We note that our conclusion that this industry is closely regulated is in line with every Federal appellate court to have considered the issue. In addition to United States v. Maldonado, 356 F.3d 130 (1st Cir.2004), see United States v. Dominguez-Prieto, 923 F.2d 464, 468 (6th Cir.), cert. denied, 500 U.S. 936, 111 S.Ct. 2063, 114 L.Ed.2d 468 (1991); United States v. Mendoza-Gonzalez, 363 F.3d 788, 793-794 (8th Cir.2004); United States v. Castelo, 415 F.3d 407, 410 (5th Cir.2005); United States v. Delgado, 545 F.3d 1195, 1201-02 (9th Cir.2008), cert. denied, — U.S. —-, 129 S.Ct. 1383, 173 L.Ed.2d 636 (2009); United States v. Mitchell, 518 F.3d 740, 751 (10th Cir.2008); United States v.
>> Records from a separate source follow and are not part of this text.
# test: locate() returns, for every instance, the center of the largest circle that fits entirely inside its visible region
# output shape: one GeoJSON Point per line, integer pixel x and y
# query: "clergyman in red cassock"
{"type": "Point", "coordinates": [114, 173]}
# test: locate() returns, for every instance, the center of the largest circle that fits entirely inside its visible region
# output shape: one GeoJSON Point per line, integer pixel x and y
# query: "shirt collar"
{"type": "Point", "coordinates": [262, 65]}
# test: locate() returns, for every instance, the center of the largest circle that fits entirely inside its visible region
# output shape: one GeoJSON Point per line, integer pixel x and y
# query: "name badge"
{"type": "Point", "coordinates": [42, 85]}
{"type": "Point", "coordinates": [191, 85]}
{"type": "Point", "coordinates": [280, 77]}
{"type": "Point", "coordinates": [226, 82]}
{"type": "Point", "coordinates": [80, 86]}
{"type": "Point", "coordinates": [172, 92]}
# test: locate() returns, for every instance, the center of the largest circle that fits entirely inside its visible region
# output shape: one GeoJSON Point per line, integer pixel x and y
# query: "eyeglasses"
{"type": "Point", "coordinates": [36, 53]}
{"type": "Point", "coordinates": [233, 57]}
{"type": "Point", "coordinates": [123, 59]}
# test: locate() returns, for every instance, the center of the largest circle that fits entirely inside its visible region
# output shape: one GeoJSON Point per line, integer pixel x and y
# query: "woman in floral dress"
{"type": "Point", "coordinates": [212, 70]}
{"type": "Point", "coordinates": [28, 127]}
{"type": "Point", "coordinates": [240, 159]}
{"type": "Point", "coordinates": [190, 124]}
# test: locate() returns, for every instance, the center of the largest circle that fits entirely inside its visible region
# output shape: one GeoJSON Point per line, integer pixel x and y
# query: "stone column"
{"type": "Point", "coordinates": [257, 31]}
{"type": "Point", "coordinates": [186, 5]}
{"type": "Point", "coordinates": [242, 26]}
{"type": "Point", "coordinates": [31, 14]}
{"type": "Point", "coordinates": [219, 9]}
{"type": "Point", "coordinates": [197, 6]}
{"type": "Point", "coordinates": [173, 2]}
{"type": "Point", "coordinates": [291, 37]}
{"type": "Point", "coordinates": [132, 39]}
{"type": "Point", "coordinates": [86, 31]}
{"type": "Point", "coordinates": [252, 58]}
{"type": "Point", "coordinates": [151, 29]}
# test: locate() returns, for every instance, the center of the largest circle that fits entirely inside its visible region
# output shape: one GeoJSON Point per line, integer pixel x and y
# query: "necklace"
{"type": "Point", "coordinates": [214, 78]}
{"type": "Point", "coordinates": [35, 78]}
Steed, 548 F.3d 961, 967 n. 5 (11th Cir.2008).
Although Maldonado is factually distinct in that the inspection in that case occurred after the vehicle was lawfully stopped for speeding, the focus of the appeal was the warrantless search of the truck pursuant to the administrative search exception to the warrant requirement. Id. at 134.
In his brief, the defendant cites three cases for the contrary proposition, none of which is applicable here. People v. Deacy, 140 Misc.2d 232, 530 N.Y.S.2d 753 (1988), involved a State statute that explicitly limited administrative inspections to vehicles that had already been lawfully stopped. State v. Myers, 63 Ohio App.3d 765, 580 N.E.2d 61 (1990), did not involve an administrative inspection of a closely regulated industry, and therefore falls outside of the Burger exception. Finally, United States v. Shaefer, Michael & Clairton Slag, Inc., 637 F.2d 200 (3d Cir.1980), involved a stop that was pretextual. See note 10, infra.
0. The defendant expressed concern that, by upholding the constitutionality of suspicionless administrative traffic stops, the door might be opened to pretextual stops that have as their target, for example, illegal immigrants. Nothing in this record provides a basis for the defendant’s concerns. Thus, the question we are asked to answer does not implicate any allegation of false pretenses or pretext. We note that “an administrative search may not be used as a subterfuge to avoid the burden of establishing probable cause to support criminal investigative search.” Commonwealth v. Bizarria, 31 Mass.App.Ct. 370, 375 n. 7, 578 N.E.2d 424 (1991), citing Commonwealth v. Frodyma, 386 Mass. 434, 445, 436 N.E.2d 925 (1982).